I took myself to a hospital
and I had a DNA test done.
He never followed up.
For him not to turn around and follow up,
and I thought it was the end of it
when he didn't follow through.
And he was always a part of her life from that point on.
I mean, I thought that he came to his senses
and he realized that she was his,
because he never asked, he never said anything else about that, until now.
JUDGE LAKE: So, Ms. Garnett, tell Mr. Langston
how you do feel in this moment.
When he sent that text to me...
MILLER: She was crushed.
(CRYING) I cried my hardest cry.
Oh, baby, don't do that.
(GARNETT CRYING)
I was devastated.
I felt like he was taking my identity away from me
because I've always known I was a Langston.
And I have so much about my father.
When he came back into my life when I was an adult,
it was like a piece of the puzzle was missing.
And we became best friends.
I found out why I was so directionally-challenged,
'cause he is.
You know, there's so much...
(LAUGHS)
You know, he's been in Chicago all his life, he still gets lost.
I get lost in a circle.
(LAUGHS)
You know, it's just... There's just...
You know, not only the personality,
it's just so many other things
that we just bonded and clicked.
I don't think we would have been able to do that if he wasn't my father.

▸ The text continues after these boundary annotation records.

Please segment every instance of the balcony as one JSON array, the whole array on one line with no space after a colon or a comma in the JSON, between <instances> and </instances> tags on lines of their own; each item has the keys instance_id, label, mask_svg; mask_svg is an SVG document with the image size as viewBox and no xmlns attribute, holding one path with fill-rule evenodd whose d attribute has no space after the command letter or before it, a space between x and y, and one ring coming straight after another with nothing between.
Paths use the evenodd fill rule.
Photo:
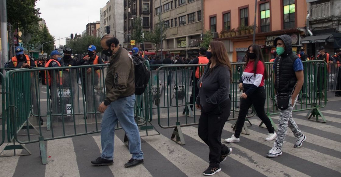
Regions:
<instances>
[{"instance_id":1,"label":"balcony","mask_svg":"<svg viewBox=\"0 0 341 177\"><path fill-rule=\"evenodd\" d=\"M310 20L329 17L333 15L333 3L328 2L310 6Z\"/></svg>"}]
</instances>

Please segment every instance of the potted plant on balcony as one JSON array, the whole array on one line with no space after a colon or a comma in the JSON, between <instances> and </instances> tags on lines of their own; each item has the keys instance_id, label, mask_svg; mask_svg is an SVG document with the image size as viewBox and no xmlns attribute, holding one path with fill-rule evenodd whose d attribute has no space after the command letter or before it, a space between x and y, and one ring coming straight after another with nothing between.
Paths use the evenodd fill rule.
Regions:
<instances>
[{"instance_id":1,"label":"potted plant on balcony","mask_svg":"<svg viewBox=\"0 0 341 177\"><path fill-rule=\"evenodd\" d=\"M231 36L234 37L236 36L236 29L233 28L231 30Z\"/></svg>"}]
</instances>

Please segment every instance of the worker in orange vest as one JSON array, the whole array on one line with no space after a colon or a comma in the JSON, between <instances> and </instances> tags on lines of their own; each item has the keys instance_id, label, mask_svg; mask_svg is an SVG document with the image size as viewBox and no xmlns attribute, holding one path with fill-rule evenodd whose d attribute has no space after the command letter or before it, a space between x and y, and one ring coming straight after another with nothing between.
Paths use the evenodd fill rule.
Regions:
<instances>
[{"instance_id":1,"label":"worker in orange vest","mask_svg":"<svg viewBox=\"0 0 341 177\"><path fill-rule=\"evenodd\" d=\"M4 64L5 68L17 68L35 67L34 61L30 56L24 54L24 48L20 46L15 47L15 56L13 57Z\"/></svg>"},{"instance_id":2,"label":"worker in orange vest","mask_svg":"<svg viewBox=\"0 0 341 177\"><path fill-rule=\"evenodd\" d=\"M90 45L88 48L88 55L84 57L82 59L80 59L77 63L77 65L78 66L83 65L89 65L90 64L104 64L104 62L102 58L100 58L97 55L97 51L96 46L94 45ZM99 76L100 76L101 67L95 67L93 68L94 70L95 73L97 76L99 76L98 79L95 79L94 80L94 84L97 85L98 84L99 80L100 79ZM86 70L86 71L85 68L82 68L81 72L81 75L82 77L81 83L82 86L83 90L84 91L84 95L86 98L86 86L87 84L86 84L86 74L87 74L87 77L91 77L92 68L89 68ZM88 83L88 84L91 85L92 83Z\"/></svg>"}]
</instances>

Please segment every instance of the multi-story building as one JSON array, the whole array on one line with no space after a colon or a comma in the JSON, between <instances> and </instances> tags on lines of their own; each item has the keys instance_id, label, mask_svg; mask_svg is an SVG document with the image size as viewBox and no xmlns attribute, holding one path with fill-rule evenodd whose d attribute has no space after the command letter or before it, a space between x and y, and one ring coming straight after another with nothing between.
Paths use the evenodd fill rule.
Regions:
<instances>
[{"instance_id":1,"label":"multi-story building","mask_svg":"<svg viewBox=\"0 0 341 177\"><path fill-rule=\"evenodd\" d=\"M211 31L215 40L224 43L231 61L242 60L247 47L253 43L253 34L250 30L255 14L257 26L255 29L255 43L261 46L266 61L273 58L276 50L273 41L279 35L291 36L295 53L304 46L300 41L307 32L305 0L258 0L256 13L254 0L205 0L204 3L205 29ZM233 34L227 32L237 28L243 33L232 36ZM223 29L227 32L220 36Z\"/></svg>"},{"instance_id":2,"label":"multi-story building","mask_svg":"<svg viewBox=\"0 0 341 177\"><path fill-rule=\"evenodd\" d=\"M306 44L309 54L317 54L321 46L326 51L333 55L337 48L341 47L341 1L307 0L309 23L307 26L309 35L301 41ZM311 32L311 33L310 33Z\"/></svg>"},{"instance_id":3,"label":"multi-story building","mask_svg":"<svg viewBox=\"0 0 341 177\"><path fill-rule=\"evenodd\" d=\"M124 37L123 26L122 25L123 22L123 0L109 0L107 3L105 10L106 15L106 26L110 27L109 34L117 38L120 44L122 45Z\"/></svg>"},{"instance_id":4,"label":"multi-story building","mask_svg":"<svg viewBox=\"0 0 341 177\"><path fill-rule=\"evenodd\" d=\"M89 36L97 36L96 33L100 27L100 21L89 23L86 25L86 34Z\"/></svg>"},{"instance_id":5,"label":"multi-story building","mask_svg":"<svg viewBox=\"0 0 341 177\"><path fill-rule=\"evenodd\" d=\"M131 39L130 36L133 31L132 24L136 18L140 18L145 33L151 30L153 24L153 0L124 0L124 33L128 34L125 35L124 46L126 48L130 49L136 46L130 45L130 40L134 39ZM145 49L152 49L151 43L145 42L144 44Z\"/></svg>"},{"instance_id":6,"label":"multi-story building","mask_svg":"<svg viewBox=\"0 0 341 177\"><path fill-rule=\"evenodd\" d=\"M226 0L221 1L224 1L222 4L227 4ZM161 13L162 20L164 21L166 27L165 29L166 36L163 44L164 51L163 53L187 57L198 55L201 34L203 32L202 1L163 0L162 1L160 4L160 1L153 1L153 25L154 26L159 23L158 15ZM212 11L217 8L217 4L212 5L214 6L211 9Z\"/></svg>"}]
</instances>

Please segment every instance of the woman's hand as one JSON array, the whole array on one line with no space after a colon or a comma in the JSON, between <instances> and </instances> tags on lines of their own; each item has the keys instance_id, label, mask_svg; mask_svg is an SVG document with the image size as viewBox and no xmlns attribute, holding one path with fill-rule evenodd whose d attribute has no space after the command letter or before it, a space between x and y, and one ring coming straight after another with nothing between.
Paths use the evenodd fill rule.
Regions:
<instances>
[{"instance_id":1,"label":"woman's hand","mask_svg":"<svg viewBox=\"0 0 341 177\"><path fill-rule=\"evenodd\" d=\"M241 90L244 90L244 88L243 87L243 83L239 83L239 89Z\"/></svg>"}]
</instances>

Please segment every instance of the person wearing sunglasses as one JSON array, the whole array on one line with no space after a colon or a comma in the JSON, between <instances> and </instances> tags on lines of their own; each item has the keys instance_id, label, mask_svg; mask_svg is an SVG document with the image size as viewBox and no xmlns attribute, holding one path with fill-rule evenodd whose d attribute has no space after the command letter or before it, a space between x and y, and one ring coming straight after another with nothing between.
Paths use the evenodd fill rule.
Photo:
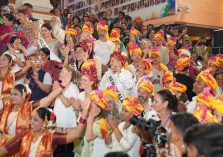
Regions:
<instances>
[{"instance_id":1,"label":"person wearing sunglasses","mask_svg":"<svg viewBox=\"0 0 223 157\"><path fill-rule=\"evenodd\" d=\"M25 83L32 91L30 101L36 101L48 95L51 90L52 78L48 72L41 69L43 61L39 53L34 53L30 59L32 67L26 75Z\"/></svg>"}]
</instances>

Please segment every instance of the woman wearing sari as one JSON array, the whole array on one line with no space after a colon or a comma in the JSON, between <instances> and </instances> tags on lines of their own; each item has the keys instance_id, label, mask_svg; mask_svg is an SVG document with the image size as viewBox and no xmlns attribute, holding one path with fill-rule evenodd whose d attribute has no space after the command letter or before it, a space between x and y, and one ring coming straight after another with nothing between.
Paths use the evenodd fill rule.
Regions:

And you enjoy this relationship, Mr. Langston?
Listen, I didn't wanna hurt her.
When I hit that phone and did that text,
it crushed me when I pushed that button,
'cause I know the effect it was gonna have on her,
and I don't wanna send her through that, 'cause I love her.
So why am I gonna send her through that?
I didn't want to.
But how am I gonna deny how I feel in the inside?
How am I gonna do that when I got grand-babies
and I want them to be my grand-babies.
That'd be the best news I could ever have.
I ain't never flown on no plane before.
I came on that plane and I came here, and...
That's something I don't do, and I'm 61 years old.
But I did it 'cause I wanna resolve this.
Is she my daughter? I run to the plane and jump on it.
(APPLAUSE)
But the truth is you've had these doubts and you just felt like,
"I wanna be able to look at this entire relationship with a clear lens."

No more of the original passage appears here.